Today marks three weeks since my second surgery to have my hardware removed.  I know I have reported that I am healing fine.  Which is generally true.  My top of foot wound is completely scarred and healed over.  It is still sensitive when I have a shoe on though.  I guess its the new skin layer.  My side wound, has been the trouble maker.  This was the wound that oozed and bled, then became infected.  Post wound care instructions were to keep it clean, use a butterfly bandage but not cover it.  So by last week's wound check, it had scabbed over and was healing nicely after my anti-biotic treatment.  At that time, my surgeon told me to keep it covered with a band-aid.  Well, 24 hours later, I go to change the dressing - and the wound is all soft and oozy again.  Sort of like skin that's been in the water too long.  I apply first-aid ointment to the band-aid at each change - and a week later the wound - while looking good, is still soft, but not oozing.  I am no doctor, but I would think you are better off having the wound scab over to heal.  So today, I am going to stay out of shoes, work from home and let the wound air out.  I did not expect this to take so long to heal over.  But from all I have read, foot wounds do take a long time to heal.

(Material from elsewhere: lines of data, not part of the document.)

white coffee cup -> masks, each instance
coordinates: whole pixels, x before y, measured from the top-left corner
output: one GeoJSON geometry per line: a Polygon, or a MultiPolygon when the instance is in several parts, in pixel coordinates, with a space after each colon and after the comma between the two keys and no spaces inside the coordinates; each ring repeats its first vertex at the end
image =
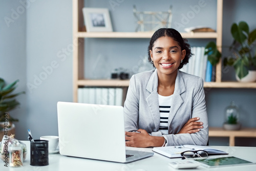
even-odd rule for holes
{"type": "Polygon", "coordinates": [[[41,140],[48,141],[48,150],[54,151],[56,150],[59,144],[59,137],[55,136],[46,136],[40,137],[41,140]]]}

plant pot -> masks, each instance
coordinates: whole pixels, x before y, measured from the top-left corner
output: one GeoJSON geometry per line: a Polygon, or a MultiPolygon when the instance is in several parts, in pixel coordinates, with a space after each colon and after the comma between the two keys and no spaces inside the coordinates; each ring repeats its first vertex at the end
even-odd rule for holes
{"type": "Polygon", "coordinates": [[[236,74],[236,78],[237,80],[239,82],[251,82],[256,81],[256,71],[249,70],[249,73],[245,77],[240,79],[239,77],[236,74]]]}
{"type": "MultiPolygon", "coordinates": [[[[15,125],[13,123],[12,124],[12,126],[11,127],[9,127],[7,129],[7,135],[8,136],[11,136],[11,134],[14,135],[15,133],[15,125]]],[[[2,130],[0,131],[0,141],[2,141],[3,139],[3,137],[5,135],[5,132],[4,130],[2,130]]]]}
{"type": "Polygon", "coordinates": [[[226,130],[239,130],[241,128],[241,125],[240,123],[230,124],[224,123],[223,128],[226,130]]]}

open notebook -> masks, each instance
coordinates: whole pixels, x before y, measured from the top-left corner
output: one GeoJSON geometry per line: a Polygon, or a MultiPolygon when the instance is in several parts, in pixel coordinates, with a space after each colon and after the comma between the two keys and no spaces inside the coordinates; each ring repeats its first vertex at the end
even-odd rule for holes
{"type": "Polygon", "coordinates": [[[187,151],[204,150],[208,156],[217,155],[227,155],[226,152],[214,149],[207,146],[200,146],[194,145],[183,145],[176,146],[163,146],[154,147],[153,151],[169,158],[183,157],[180,154],[187,151]]]}

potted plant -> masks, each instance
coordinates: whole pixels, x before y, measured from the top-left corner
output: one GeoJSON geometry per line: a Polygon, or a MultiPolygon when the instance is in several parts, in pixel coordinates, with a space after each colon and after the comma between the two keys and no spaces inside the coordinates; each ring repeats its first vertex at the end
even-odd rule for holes
{"type": "Polygon", "coordinates": [[[15,127],[12,122],[18,121],[8,113],[19,105],[19,102],[15,99],[15,97],[25,93],[25,92],[22,92],[12,94],[17,87],[16,83],[18,81],[18,80],[17,80],[7,85],[5,80],[0,78],[0,140],[2,140],[4,133],[6,133],[4,132],[6,130],[4,128],[6,129],[7,126],[8,129],[10,130],[10,131],[8,131],[8,135],[10,135],[10,133],[13,132],[11,131],[12,129],[15,127]]]}
{"type": "MultiPolygon", "coordinates": [[[[229,47],[231,55],[224,58],[224,66],[228,65],[234,67],[237,78],[239,81],[255,81],[256,29],[250,32],[248,24],[242,21],[238,24],[233,23],[230,32],[233,38],[233,43],[229,47]],[[250,74],[255,74],[251,77],[251,79],[248,78],[251,78],[250,74]]],[[[217,61],[221,56],[216,44],[213,41],[206,45],[205,54],[208,55],[208,60],[215,61],[217,61]]]]}
{"type": "Polygon", "coordinates": [[[226,121],[223,124],[224,129],[228,130],[239,130],[241,127],[239,122],[239,112],[233,101],[226,108],[225,113],[226,121]]]}

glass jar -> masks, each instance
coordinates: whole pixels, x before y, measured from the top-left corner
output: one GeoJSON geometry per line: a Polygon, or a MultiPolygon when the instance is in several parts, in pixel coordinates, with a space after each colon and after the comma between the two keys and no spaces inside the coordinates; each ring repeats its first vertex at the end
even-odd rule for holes
{"type": "Polygon", "coordinates": [[[10,166],[11,167],[20,167],[23,165],[23,148],[19,143],[10,144],[10,166]]]}

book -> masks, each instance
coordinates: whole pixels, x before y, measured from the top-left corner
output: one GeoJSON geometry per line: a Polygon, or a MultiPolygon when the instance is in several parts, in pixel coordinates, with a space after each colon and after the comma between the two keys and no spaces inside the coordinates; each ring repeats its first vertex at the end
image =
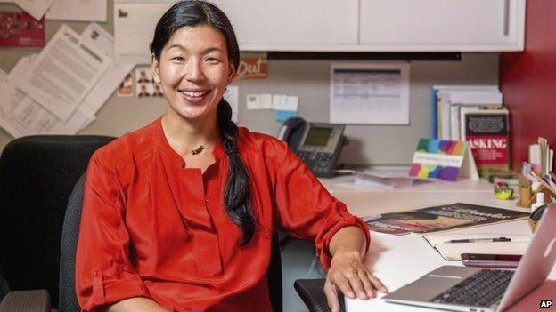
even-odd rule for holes
{"type": "Polygon", "coordinates": [[[399,236],[475,227],[528,217],[528,213],[507,209],[454,203],[399,212],[364,217],[369,229],[399,236]]]}
{"type": "Polygon", "coordinates": [[[419,140],[409,175],[451,181],[458,176],[478,179],[466,142],[436,139],[419,140]]]}
{"type": "Polygon", "coordinates": [[[465,140],[479,175],[510,169],[509,112],[502,109],[462,109],[462,140],[465,140]]]}
{"type": "Polygon", "coordinates": [[[432,138],[452,140],[452,105],[501,107],[503,100],[497,85],[433,85],[431,96],[432,138]]]}
{"type": "Polygon", "coordinates": [[[431,233],[423,239],[446,260],[462,260],[462,253],[524,254],[531,238],[525,235],[509,233],[431,233]],[[504,237],[508,242],[480,241],[485,238],[504,237]],[[453,240],[474,240],[479,242],[450,243],[453,240]]]}

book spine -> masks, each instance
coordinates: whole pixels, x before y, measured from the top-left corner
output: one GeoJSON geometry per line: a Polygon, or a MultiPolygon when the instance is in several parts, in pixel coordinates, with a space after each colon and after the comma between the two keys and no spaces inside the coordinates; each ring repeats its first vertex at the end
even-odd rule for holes
{"type": "Polygon", "coordinates": [[[469,143],[481,176],[510,167],[510,135],[507,110],[466,112],[465,140],[469,143]]]}
{"type": "Polygon", "coordinates": [[[430,92],[430,110],[431,110],[431,138],[438,139],[438,116],[437,112],[437,97],[438,90],[432,88],[430,92]]]}

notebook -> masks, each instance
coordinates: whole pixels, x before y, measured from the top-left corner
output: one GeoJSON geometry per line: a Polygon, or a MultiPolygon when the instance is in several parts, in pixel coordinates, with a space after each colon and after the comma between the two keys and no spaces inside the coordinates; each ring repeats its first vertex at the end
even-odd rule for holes
{"type": "Polygon", "coordinates": [[[531,237],[525,235],[498,233],[458,234],[452,232],[431,233],[422,236],[432,248],[446,260],[462,260],[462,253],[524,254],[531,237]],[[485,239],[504,238],[502,242],[485,239]],[[450,243],[454,240],[476,240],[473,243],[450,243]],[[504,241],[509,239],[510,241],[504,241]],[[478,240],[478,241],[477,241],[478,240]]]}
{"type": "Polygon", "coordinates": [[[556,204],[552,204],[515,271],[443,266],[383,299],[450,311],[503,311],[541,284],[552,269],[556,262],[554,224],[556,204]]]}

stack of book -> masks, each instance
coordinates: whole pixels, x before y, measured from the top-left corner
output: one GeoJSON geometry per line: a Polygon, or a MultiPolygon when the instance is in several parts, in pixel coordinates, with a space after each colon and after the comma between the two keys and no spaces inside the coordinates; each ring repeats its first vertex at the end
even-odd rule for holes
{"type": "Polygon", "coordinates": [[[432,136],[467,141],[481,176],[510,168],[509,112],[496,85],[434,85],[432,136]]]}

There is a trade off.  If you are walking around and out of the house - you really need to keep the wound covered -- otherwise, it will become infected.  But in my opinion, you also need to let it air out a bit.

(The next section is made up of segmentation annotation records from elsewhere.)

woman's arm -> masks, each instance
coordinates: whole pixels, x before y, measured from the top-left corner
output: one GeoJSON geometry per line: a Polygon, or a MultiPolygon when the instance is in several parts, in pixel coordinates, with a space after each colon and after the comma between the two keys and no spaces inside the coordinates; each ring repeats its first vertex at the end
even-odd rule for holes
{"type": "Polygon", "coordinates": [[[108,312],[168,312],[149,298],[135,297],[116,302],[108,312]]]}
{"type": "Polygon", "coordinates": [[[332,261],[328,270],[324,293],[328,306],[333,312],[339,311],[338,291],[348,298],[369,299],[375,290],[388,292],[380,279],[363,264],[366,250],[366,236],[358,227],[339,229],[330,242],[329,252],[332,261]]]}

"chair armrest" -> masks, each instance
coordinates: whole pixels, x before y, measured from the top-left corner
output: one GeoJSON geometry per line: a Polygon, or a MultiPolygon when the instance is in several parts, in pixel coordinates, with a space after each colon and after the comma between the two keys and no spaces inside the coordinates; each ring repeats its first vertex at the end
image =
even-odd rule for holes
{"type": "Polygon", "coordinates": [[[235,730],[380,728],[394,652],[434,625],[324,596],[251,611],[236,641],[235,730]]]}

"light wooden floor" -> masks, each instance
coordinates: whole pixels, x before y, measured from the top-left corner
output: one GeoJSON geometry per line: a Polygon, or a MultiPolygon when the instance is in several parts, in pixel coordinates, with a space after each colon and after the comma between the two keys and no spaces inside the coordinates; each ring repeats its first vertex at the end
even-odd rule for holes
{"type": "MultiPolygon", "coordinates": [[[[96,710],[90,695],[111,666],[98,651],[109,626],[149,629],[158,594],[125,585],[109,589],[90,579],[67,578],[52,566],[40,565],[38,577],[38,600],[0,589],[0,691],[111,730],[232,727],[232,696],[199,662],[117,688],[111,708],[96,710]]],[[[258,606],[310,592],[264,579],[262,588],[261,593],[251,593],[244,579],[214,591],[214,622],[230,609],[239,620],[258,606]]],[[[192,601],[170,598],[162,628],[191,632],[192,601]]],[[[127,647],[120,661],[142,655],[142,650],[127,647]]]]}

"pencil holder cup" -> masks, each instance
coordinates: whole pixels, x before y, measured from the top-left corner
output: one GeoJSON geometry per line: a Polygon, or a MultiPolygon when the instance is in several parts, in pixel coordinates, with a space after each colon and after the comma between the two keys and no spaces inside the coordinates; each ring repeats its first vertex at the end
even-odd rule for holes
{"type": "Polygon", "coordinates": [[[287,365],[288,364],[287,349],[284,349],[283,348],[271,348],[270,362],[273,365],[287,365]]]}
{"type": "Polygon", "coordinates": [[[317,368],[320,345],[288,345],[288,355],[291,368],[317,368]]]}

Oh well, its almost been seven months - what's another couple of weeks?

Friday, January 6, 2012

Surgeon Follow-up Visit

I had my follow-on visit with my surgeon today.   Off the antibiotics and the foot is clearing up.  He says everything is looking good and I will not not need to see him until the 1 year mark - about 6 months from now.

Sunday, January 1, 2012

10 Days Post 2nd Operation to remove hardware


Slightly Infected

Slight Setback -- Infection

My surgical scars oozed blood for the first couple of days.  Given that they tell you that you can weight-bear as tolerated, you can put a lot of pressure on the incisions given that your foot bears all of your weight.  They also tell you that you can keep the wounds uncovered - so I did.  Showered second day after surgery as suggested.  The wound site always looked a little puffy, red and inflamed - as I assumed it would.

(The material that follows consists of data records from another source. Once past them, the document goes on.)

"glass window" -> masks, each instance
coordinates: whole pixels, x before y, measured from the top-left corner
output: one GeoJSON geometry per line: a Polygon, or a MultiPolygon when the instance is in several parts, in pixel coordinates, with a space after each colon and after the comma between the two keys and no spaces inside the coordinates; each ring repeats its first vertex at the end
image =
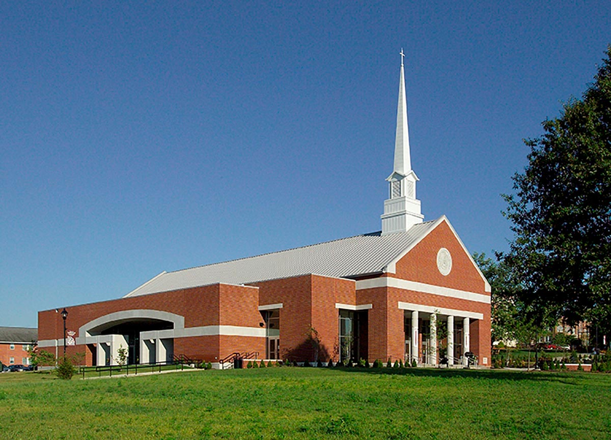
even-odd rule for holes
{"type": "Polygon", "coordinates": [[[348,362],[352,358],[354,342],[354,312],[340,310],[340,360],[348,362]]]}
{"type": "Polygon", "coordinates": [[[396,180],[392,184],[392,198],[401,197],[401,181],[396,180]]]}

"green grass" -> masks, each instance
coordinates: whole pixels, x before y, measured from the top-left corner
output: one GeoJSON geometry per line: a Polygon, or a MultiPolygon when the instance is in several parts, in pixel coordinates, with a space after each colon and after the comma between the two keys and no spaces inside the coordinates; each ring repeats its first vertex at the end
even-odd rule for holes
{"type": "Polygon", "coordinates": [[[12,439],[609,438],[611,375],[281,367],[0,375],[12,439]]]}

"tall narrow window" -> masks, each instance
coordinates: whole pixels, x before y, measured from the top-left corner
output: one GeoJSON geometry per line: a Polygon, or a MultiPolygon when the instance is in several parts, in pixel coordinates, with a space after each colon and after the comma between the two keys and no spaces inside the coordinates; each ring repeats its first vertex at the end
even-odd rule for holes
{"type": "Polygon", "coordinates": [[[401,181],[395,180],[390,184],[391,190],[391,197],[392,198],[395,198],[396,197],[401,197],[401,181]]]}
{"type": "Polygon", "coordinates": [[[407,184],[408,187],[406,190],[406,193],[407,194],[408,197],[415,198],[416,195],[414,193],[415,191],[414,191],[415,186],[414,185],[414,182],[408,180],[407,181],[407,184]]]}
{"type": "Polygon", "coordinates": [[[348,362],[353,358],[354,345],[354,312],[340,310],[340,360],[348,362]]]}

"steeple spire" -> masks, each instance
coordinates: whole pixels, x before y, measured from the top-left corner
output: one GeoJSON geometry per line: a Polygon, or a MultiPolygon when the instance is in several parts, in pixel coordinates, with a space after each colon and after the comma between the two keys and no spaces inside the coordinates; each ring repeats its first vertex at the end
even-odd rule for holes
{"type": "Polygon", "coordinates": [[[406,232],[422,222],[420,202],[416,199],[418,176],[412,170],[409,155],[409,132],[408,130],[408,103],[405,98],[405,73],[401,48],[401,74],[399,79],[399,101],[397,108],[397,132],[395,137],[395,163],[389,182],[389,198],[384,203],[382,235],[406,232]]]}
{"type": "Polygon", "coordinates": [[[401,76],[399,80],[399,102],[397,106],[397,133],[395,136],[395,173],[403,176],[412,170],[409,157],[409,132],[408,129],[408,103],[405,98],[405,73],[403,71],[403,49],[401,52],[401,76]]]}

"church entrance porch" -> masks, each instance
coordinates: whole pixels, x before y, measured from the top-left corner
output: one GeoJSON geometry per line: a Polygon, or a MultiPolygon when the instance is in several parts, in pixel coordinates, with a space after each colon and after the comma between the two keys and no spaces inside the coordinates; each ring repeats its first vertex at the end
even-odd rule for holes
{"type": "Polygon", "coordinates": [[[464,355],[470,351],[470,323],[481,319],[480,314],[405,303],[400,303],[400,308],[404,311],[406,364],[467,366],[464,355]]]}

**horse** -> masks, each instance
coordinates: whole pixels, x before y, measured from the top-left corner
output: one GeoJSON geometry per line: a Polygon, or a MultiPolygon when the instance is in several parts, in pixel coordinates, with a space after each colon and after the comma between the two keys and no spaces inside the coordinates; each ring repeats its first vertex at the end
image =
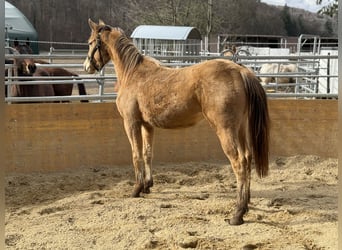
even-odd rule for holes
{"type": "MultiPolygon", "coordinates": [[[[261,65],[259,70],[260,74],[277,74],[277,73],[292,73],[297,72],[298,67],[296,64],[278,64],[278,63],[266,63],[261,65]]],[[[263,77],[260,76],[262,84],[269,84],[270,82],[276,83],[293,83],[295,79],[293,77],[263,77]]]]}
{"type": "Polygon", "coordinates": [[[231,57],[234,62],[237,62],[239,56],[251,56],[251,53],[248,50],[243,49],[242,47],[238,48],[235,44],[231,46],[226,44],[220,54],[221,56],[231,57]]]}
{"type": "MultiPolygon", "coordinates": [[[[18,41],[14,41],[14,50],[19,54],[33,54],[28,41],[25,44],[19,44],[18,41]]],[[[37,68],[37,63],[49,64],[48,62],[40,59],[16,58],[14,62],[17,65],[19,76],[78,77],[77,74],[64,68],[37,68]]],[[[78,83],[77,87],[80,95],[87,94],[83,83],[78,83]]],[[[73,84],[14,85],[11,89],[13,90],[12,96],[69,96],[72,94],[73,84]]],[[[88,102],[88,100],[82,100],[81,102],[88,102]]]]}
{"type": "Polygon", "coordinates": [[[132,197],[153,186],[154,128],[178,129],[205,118],[215,130],[237,180],[231,225],[244,223],[250,202],[251,164],[268,174],[269,113],[258,78],[244,66],[213,59],[168,68],[143,55],[120,28],[88,20],[91,35],[84,70],[100,71],[110,60],[118,76],[116,105],[132,149],[132,197]]]}
{"type": "MultiPolygon", "coordinates": [[[[9,52],[12,54],[32,54],[32,50],[28,45],[21,45],[18,41],[14,41],[14,48],[10,48],[9,52]],[[28,49],[29,48],[29,49],[28,49]]],[[[16,65],[18,76],[32,76],[36,70],[36,64],[31,58],[15,58],[14,60],[5,60],[7,64],[16,65]]],[[[5,76],[8,76],[8,70],[5,71],[5,76]]],[[[11,96],[53,96],[54,90],[51,85],[11,85],[11,96]]],[[[5,95],[8,96],[7,88],[5,88],[5,95]]]]}

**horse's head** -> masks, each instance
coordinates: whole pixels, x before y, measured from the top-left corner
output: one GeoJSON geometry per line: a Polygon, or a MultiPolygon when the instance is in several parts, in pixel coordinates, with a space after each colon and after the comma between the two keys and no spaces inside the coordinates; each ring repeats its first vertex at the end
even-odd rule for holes
{"type": "MultiPolygon", "coordinates": [[[[18,54],[33,54],[30,43],[28,41],[25,44],[19,44],[17,40],[14,41],[14,49],[18,54]]],[[[32,58],[16,58],[14,62],[18,68],[19,75],[32,75],[37,69],[36,64],[32,58]]]]}
{"type": "MultiPolygon", "coordinates": [[[[99,21],[99,24],[96,24],[89,19],[88,23],[91,29],[91,35],[88,39],[88,56],[85,59],[83,66],[85,71],[92,74],[95,71],[100,71],[110,61],[111,58],[108,53],[109,48],[106,41],[109,39],[112,31],[116,31],[116,29],[106,25],[101,20],[99,21]]],[[[118,33],[118,35],[120,34],[118,33]]]]}

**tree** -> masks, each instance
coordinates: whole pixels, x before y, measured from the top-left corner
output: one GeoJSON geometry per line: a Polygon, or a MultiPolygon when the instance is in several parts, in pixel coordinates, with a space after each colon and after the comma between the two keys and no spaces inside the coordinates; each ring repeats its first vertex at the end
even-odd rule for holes
{"type": "MultiPolygon", "coordinates": [[[[322,0],[316,0],[317,4],[322,4],[322,0]]],[[[322,9],[318,11],[319,14],[324,14],[328,16],[335,16],[338,12],[338,0],[331,0],[329,4],[324,6],[322,9]]]]}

Well 10 days post surgery my family keeps telling me the wounds are infected - I say Nah!  So yesterday I wake up and do some Google searches on wound infection pictures - and I see a surgical scar that is indicated is infected and it looks just like mine!  So at that point my stubborn brain realizes that it might actually be the start of infection.  I called my surgeon and got the on-call surgeon for the medical group to call me back.  I describe the symptoms and he calls me in a prescription for an anti-biotic.  So now I am on Cephalexin  4 times daily for 5 days.  I tell myself the wounds look a little less red this am.

Lesson learned...    Happy New Year!